Review Summary: Coun-try harder.
Going into this album, I was a bit worried. Not because I thought I might be let down, mind you: I knew perfectly well that this album would be bad. This was, after all, the same walking pituitary gland who stunk up the charts for nearly a full year back in 2017 with the excruciating “Body Like a Back Road”, and the bits and snippets I had heard of his other songs certainly gave no indication that Mr. Hunt was capable of much better. No, what I was worried about was that I would find myself unable to adequately assess its merits. For all my excursions into both classic and modern country music over the past two or so years, I still don’t exactly fancy myself an expert in the field. Would I really be able to tell if the claims that Sam Hunt is fearlessly pushing the genre into previously-unexplored territory held any water based on my somewhat limited experience with bro-country? Or would I be hopelessly out of my depth, unable to articulate my feelings on an album I had a less-than-complete frame of reference for?
As it turns out, my fears were, for the most part, unfounded. Because upon listening to
Southside, I discovered it quite neatly fits into a genre I’m much more familiar with: yelpy 2010s millennial pop. Don’t be fooled by the slick, sterile banjos ‘n’ fiddles, folks. Sam Hunt belongs not with contemporary country singers like Tyler Childers, Chris Stapleton and Jason Isbell, or even really with twang-pop pretty boys like Kane Brown or Hunter Hayes. No, Southside is, to my ears at least, much more comparable to the flashy, sugar-rush mainstream popsmiths of five-ish years ago- your American Authors, your Echosmiths, dare I say even your Tove Los. Sam Hunt seems to fancy himself country music’s answer to Drake, but here, if anything, he’s the Imagine Dragons guy wearing a ten-dollar cowboy costume.
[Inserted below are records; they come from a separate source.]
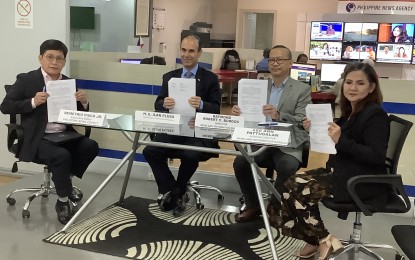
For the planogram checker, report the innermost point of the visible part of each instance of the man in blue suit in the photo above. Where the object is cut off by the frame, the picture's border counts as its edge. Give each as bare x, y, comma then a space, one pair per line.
207, 100
28, 98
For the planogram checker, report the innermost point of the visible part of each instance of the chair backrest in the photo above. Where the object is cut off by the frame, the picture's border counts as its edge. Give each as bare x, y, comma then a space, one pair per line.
14, 118
399, 129
305, 155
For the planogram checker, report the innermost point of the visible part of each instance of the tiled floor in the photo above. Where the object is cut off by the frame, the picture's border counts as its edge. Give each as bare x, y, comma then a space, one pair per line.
22, 238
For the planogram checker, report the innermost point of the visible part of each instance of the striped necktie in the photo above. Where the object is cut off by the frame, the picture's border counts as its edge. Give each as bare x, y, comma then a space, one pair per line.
188, 74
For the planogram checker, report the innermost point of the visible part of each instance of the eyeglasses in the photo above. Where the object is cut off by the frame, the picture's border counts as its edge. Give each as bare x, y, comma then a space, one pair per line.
51, 58
279, 61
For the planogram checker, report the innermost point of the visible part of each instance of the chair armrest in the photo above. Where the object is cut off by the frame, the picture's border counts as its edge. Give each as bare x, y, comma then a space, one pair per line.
395, 181
14, 138
87, 132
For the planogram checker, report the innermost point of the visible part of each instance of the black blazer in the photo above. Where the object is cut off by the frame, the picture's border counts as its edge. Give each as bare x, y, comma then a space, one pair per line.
19, 101
361, 150
207, 87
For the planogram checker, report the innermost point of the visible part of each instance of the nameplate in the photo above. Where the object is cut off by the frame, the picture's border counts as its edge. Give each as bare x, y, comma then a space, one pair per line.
261, 136
157, 117
218, 121
82, 118
173, 129
212, 133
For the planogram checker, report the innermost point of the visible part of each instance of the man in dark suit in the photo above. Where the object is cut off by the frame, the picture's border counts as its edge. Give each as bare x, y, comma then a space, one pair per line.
28, 98
287, 102
207, 100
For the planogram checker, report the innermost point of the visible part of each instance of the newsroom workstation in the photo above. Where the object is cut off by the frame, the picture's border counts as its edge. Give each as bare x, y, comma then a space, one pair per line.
397, 89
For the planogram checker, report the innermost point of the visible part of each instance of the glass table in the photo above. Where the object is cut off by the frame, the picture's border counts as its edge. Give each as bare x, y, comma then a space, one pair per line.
141, 131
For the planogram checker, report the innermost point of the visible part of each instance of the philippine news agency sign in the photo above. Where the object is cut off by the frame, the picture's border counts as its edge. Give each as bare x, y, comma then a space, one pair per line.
404, 7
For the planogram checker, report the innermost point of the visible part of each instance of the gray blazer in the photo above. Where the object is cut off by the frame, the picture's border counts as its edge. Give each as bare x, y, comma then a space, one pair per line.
294, 98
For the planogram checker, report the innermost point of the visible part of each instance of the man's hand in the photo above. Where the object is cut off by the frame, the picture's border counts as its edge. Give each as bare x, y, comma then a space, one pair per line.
306, 124
82, 97
195, 101
236, 111
270, 110
169, 102
40, 98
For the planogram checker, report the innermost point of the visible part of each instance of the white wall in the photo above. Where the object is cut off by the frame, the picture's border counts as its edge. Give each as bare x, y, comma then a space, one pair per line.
19, 50
114, 26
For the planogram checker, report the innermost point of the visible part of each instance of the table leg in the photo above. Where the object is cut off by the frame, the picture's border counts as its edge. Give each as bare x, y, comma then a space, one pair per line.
128, 171
129, 155
259, 194
230, 94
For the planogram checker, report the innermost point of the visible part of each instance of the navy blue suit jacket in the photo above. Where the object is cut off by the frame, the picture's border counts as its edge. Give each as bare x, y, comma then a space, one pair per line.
19, 101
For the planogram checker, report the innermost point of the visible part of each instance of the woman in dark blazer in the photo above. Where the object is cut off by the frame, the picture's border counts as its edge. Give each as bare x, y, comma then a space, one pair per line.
361, 138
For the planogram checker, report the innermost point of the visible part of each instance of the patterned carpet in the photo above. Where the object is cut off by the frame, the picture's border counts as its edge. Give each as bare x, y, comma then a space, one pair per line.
139, 230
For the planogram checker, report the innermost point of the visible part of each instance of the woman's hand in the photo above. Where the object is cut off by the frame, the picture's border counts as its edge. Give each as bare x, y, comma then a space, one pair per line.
334, 132
306, 124
236, 111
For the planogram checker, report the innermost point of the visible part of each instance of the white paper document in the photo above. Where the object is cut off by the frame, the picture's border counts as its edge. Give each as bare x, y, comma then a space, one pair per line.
181, 90
61, 96
320, 116
252, 96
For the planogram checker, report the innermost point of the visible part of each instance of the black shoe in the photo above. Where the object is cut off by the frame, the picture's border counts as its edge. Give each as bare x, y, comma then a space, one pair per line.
75, 195
64, 211
167, 202
181, 205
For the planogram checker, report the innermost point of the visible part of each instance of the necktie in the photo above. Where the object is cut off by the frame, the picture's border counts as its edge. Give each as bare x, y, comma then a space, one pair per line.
188, 74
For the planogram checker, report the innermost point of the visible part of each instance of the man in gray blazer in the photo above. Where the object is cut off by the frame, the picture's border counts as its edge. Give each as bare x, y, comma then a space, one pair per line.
287, 102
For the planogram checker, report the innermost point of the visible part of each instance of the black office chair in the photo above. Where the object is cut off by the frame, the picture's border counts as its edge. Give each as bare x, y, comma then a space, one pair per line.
405, 236
398, 201
269, 172
14, 145
193, 186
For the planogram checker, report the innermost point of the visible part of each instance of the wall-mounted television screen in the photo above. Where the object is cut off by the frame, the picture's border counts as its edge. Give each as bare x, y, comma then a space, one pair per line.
359, 50
303, 72
364, 32
323, 50
331, 72
394, 53
413, 55
131, 61
332, 31
82, 17
396, 32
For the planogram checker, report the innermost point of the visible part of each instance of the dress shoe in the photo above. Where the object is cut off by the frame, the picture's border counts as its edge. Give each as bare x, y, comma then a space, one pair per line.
75, 195
329, 245
64, 211
181, 205
307, 251
248, 215
274, 215
167, 202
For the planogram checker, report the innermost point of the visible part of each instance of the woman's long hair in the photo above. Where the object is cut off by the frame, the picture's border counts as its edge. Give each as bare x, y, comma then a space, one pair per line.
374, 97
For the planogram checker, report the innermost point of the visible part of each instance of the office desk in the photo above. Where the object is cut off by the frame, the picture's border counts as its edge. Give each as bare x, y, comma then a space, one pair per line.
127, 124
232, 77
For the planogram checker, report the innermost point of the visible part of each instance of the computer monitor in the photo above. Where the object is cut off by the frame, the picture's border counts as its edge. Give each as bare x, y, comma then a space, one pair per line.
303, 72
324, 50
131, 61
327, 31
330, 73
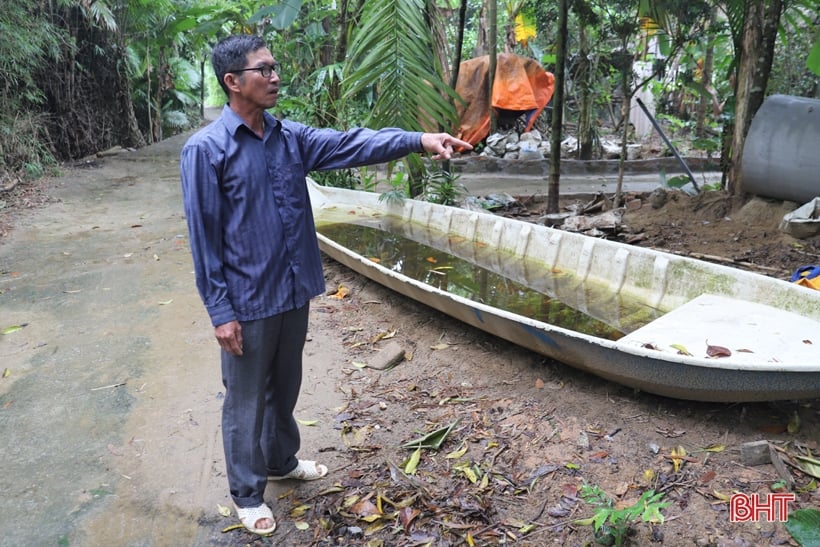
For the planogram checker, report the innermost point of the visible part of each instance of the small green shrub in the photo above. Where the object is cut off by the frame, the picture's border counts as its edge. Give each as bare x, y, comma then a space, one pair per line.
610, 525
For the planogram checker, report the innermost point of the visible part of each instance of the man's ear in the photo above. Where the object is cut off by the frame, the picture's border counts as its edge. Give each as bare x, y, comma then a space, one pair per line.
231, 80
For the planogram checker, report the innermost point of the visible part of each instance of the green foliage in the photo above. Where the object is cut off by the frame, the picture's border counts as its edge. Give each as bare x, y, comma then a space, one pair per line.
611, 526
392, 57
440, 187
22, 146
804, 526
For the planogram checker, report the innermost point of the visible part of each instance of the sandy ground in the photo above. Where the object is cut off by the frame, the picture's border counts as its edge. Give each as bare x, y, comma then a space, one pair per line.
109, 412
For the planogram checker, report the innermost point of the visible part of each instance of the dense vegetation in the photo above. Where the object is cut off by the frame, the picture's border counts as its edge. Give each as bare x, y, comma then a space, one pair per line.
80, 76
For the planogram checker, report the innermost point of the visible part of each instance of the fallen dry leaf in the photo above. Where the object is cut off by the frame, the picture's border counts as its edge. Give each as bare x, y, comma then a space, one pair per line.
717, 351
341, 292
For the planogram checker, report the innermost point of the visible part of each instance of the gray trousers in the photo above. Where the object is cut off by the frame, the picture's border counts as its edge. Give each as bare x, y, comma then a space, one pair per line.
259, 433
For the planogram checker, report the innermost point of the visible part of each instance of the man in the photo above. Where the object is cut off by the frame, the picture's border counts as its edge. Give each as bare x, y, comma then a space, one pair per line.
257, 259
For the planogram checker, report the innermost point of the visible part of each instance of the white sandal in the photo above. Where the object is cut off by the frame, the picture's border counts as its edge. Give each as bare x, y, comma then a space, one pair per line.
249, 516
305, 470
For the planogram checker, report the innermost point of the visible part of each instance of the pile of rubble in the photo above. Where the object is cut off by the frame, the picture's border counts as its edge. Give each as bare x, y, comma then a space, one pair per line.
533, 146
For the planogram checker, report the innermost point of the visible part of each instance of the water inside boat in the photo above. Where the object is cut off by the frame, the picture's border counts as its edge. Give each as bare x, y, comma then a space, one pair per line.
479, 273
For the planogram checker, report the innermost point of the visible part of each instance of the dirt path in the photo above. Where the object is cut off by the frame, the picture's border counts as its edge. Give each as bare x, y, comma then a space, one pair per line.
110, 412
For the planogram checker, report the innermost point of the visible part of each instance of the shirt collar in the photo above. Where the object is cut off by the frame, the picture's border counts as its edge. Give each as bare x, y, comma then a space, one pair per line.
233, 121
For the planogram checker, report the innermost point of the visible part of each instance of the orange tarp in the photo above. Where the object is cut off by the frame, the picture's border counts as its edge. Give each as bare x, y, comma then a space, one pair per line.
521, 85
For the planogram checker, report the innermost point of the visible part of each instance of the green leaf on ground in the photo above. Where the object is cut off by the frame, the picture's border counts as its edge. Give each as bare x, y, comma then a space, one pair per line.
804, 526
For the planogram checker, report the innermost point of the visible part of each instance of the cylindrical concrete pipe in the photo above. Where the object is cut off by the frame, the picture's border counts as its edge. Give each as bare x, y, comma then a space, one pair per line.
781, 156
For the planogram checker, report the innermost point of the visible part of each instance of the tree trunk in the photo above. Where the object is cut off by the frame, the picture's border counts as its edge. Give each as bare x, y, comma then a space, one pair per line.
626, 104
88, 93
706, 96
492, 32
760, 23
558, 108
585, 114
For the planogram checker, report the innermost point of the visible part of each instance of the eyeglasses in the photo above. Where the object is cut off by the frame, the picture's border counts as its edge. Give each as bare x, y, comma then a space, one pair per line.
264, 70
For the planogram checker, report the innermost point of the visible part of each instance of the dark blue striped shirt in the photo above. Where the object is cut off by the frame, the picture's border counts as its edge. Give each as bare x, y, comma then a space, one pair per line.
249, 217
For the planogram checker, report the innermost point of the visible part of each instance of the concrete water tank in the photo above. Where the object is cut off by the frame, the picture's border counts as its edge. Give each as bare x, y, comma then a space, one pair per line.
781, 155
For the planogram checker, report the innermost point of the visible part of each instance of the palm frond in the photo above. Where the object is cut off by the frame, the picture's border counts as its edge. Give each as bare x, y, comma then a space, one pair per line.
392, 51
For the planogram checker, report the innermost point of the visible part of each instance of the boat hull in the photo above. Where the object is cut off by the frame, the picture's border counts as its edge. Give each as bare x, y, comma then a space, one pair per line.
631, 362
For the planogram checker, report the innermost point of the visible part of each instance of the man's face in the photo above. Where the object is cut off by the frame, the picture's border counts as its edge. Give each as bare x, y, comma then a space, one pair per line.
251, 86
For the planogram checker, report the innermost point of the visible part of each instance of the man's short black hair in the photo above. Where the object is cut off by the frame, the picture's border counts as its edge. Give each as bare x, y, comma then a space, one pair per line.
231, 53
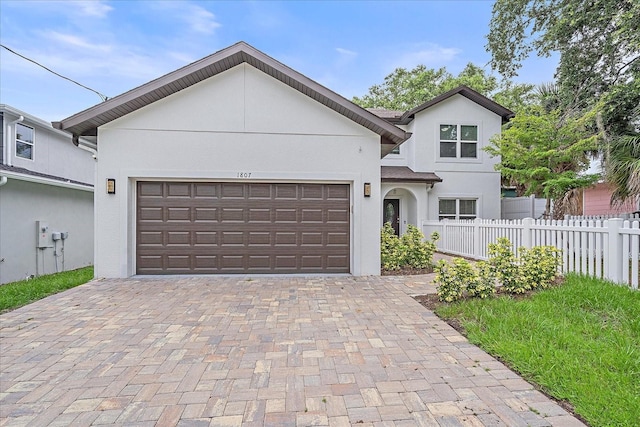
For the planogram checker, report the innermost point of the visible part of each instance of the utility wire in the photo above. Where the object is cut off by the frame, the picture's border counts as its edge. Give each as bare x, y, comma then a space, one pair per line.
103, 97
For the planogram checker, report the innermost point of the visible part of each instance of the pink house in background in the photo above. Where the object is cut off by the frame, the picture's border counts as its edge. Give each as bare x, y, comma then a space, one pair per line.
596, 201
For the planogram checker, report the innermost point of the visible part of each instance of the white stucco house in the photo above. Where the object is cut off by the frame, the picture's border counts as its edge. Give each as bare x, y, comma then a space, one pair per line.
45, 182
238, 164
442, 171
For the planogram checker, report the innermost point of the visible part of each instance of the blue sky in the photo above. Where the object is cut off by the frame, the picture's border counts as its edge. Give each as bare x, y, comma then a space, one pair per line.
114, 46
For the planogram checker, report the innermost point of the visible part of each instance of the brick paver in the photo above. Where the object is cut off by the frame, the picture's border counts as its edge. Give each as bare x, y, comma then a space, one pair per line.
298, 351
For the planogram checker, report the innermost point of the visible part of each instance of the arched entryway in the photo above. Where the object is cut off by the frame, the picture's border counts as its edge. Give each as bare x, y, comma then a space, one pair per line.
400, 208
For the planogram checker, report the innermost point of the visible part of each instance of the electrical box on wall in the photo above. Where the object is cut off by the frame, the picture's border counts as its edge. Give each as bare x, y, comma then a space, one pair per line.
43, 235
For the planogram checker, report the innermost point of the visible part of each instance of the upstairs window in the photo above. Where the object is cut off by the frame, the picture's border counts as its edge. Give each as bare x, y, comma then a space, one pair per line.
24, 141
457, 209
458, 141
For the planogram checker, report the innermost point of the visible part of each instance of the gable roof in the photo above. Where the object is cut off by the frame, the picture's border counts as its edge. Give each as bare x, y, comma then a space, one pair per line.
468, 93
43, 178
406, 174
85, 123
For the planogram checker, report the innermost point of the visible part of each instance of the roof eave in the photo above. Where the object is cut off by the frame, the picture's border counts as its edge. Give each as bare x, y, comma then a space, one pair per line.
86, 122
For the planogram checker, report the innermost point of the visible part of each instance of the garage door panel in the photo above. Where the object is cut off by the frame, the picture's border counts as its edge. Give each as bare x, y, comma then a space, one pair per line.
150, 214
205, 238
311, 215
205, 214
178, 238
179, 214
286, 215
209, 228
178, 189
232, 191
232, 214
205, 262
205, 190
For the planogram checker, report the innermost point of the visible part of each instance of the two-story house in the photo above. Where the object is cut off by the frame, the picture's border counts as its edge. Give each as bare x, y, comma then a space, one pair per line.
238, 164
46, 198
442, 171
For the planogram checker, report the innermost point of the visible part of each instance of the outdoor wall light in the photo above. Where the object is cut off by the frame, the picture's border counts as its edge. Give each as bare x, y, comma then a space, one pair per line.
111, 186
367, 189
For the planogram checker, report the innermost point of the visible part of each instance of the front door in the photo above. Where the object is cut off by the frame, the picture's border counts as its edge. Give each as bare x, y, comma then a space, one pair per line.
392, 214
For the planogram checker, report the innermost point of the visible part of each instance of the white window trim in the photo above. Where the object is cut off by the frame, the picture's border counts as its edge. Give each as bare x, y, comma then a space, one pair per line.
458, 159
457, 198
32, 144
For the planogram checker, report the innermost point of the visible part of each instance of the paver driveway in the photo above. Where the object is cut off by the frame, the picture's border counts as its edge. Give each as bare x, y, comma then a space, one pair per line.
253, 351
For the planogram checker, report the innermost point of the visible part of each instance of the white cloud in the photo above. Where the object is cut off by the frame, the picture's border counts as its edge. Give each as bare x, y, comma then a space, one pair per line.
201, 20
73, 41
94, 8
197, 18
346, 52
429, 54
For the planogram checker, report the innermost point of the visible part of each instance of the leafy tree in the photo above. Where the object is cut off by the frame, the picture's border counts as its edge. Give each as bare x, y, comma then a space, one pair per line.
599, 46
405, 89
546, 153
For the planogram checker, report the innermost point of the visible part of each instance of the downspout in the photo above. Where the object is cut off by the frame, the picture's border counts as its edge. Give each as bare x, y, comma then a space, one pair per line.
76, 141
9, 141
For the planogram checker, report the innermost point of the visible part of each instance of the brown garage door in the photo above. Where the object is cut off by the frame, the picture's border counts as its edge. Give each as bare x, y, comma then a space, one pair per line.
209, 228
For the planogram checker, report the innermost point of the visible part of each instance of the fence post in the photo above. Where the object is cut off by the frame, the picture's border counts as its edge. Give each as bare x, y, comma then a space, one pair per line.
526, 232
476, 237
532, 206
614, 238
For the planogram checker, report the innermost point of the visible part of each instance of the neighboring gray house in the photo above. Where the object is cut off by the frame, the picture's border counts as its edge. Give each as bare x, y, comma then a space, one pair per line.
46, 190
442, 171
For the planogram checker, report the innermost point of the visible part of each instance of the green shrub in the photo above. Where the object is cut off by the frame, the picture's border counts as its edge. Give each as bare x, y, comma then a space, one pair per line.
410, 250
484, 284
536, 268
418, 252
454, 278
461, 275
390, 250
504, 266
539, 266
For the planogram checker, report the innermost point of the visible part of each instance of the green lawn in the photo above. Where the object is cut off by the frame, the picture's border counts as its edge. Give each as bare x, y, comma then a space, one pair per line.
579, 342
17, 294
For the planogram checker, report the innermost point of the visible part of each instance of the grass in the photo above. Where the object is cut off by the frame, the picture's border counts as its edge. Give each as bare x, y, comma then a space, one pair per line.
18, 294
580, 342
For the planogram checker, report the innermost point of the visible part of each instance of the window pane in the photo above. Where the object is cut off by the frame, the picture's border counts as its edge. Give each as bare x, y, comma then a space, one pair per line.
24, 150
469, 133
447, 207
468, 150
467, 207
447, 149
449, 132
24, 133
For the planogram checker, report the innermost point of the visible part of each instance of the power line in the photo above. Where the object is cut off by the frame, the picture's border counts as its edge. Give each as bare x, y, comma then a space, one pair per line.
103, 97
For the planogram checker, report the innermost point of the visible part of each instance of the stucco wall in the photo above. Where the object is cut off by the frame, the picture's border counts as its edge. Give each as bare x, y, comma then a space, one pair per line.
597, 201
241, 121
21, 205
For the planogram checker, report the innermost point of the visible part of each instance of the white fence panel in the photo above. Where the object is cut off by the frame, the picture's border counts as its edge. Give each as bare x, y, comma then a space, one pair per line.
607, 249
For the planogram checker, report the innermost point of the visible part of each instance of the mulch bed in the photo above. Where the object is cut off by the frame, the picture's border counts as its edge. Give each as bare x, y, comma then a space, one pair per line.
407, 271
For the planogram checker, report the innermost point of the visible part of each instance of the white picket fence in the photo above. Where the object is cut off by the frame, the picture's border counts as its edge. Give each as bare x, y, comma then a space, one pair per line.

Listen, really listen to these songs. Imagine “Young Once” with Dan Smith’s slightly overwrought British accent and presto, it’s a Bastille song, no further changes needed. Ask yourself if those warbling synth-vocal chirrups in the chorus of “Kinfolks” would sound more at home behind Garth Brooks or Adam Levine. Consider just how naturally “Drinkin’ Too Much” would slot into a Twenty-One Pilots album, right down to the humiliatingly earnest spoken verses. And if you enjoy any of the artists I’m name-dropping, rest assured that Hunt hardly manages to elevate their respective styles through his unenthused, grumbly vocal delivery or his clumsy insertion of pandering country buzzwords. Like I said, my knowledge of current pop-country is far from encyclopedic, but if even half of it is as interchangeable with its city-slicker contemporaries as
Southside is, it’s a wonder Music City still bothers with its fascistic control of country radio.
But, even assuming for the moment that references to Nashville and whiskey and a butchered vintage honky-tonk sample are enough to make an album “country”, this album is, put lightly, not exactly the second coming of Waylon Jennings. I’d love to say the meatheaded ‘hips like HUH-NAYYYY’ sexuality of “Body Like a Back Road” was
Southside’s songwriting nadir, but the oversharing drunk text-isms of “Drinkin’ too Much” and the leering, pushy “Hard to Forget” both give it some stiff competition, and the condescending “That Ain’t Beautiful” leaves all three in the dust with a sniffy, judgemental excoriation of some girl who Hunt thinks is, I don’t know, partying too much or something. Country is a genre that tends to lean hard on lyricism and songcraft. Many of the best songs in the genre are actual stories, real or imagined events spun into sharply detailed, immediately memorable tunes. Sam Hunt’s woefully underdeveloped songwriting on this album isn’t particularly impressive regardless of context, but within the confines of country music it fares even worse.
Hunt’s saving grace as a songwriter, and arguably the foundation of his entire career, is his ear for hooks, and
Southside does indeed come up with a handful of passable pop choruses. “Body Like a Back Road” is still insidiously earwormy, and “Kinfolks” and “Hard to Forget” are at least competent in their construction, despite all of them suffering from the same shoddy production that plagues the rest of the album. And hey, “2016” manages to muster a whiff of convincing country flavor for a tolerable slow-burn of an opener. I could see that being one of the weaker songs on a half-decent mainstream country record. Other than that, this thing is a total wash. The songs simply can’t scrounge up enough pleasing melody to counterbalance the under-cooked and consistently douchey songwriting, the atrocious mixing and mastering, or the grating, already-outdated melange of genres and styles. If you’ve heard even a single country song with a snap beat and more than 15 minutes of pop radio in the last 7 years, rest assured that not only is
Southside nothing good, it’s not even anything new.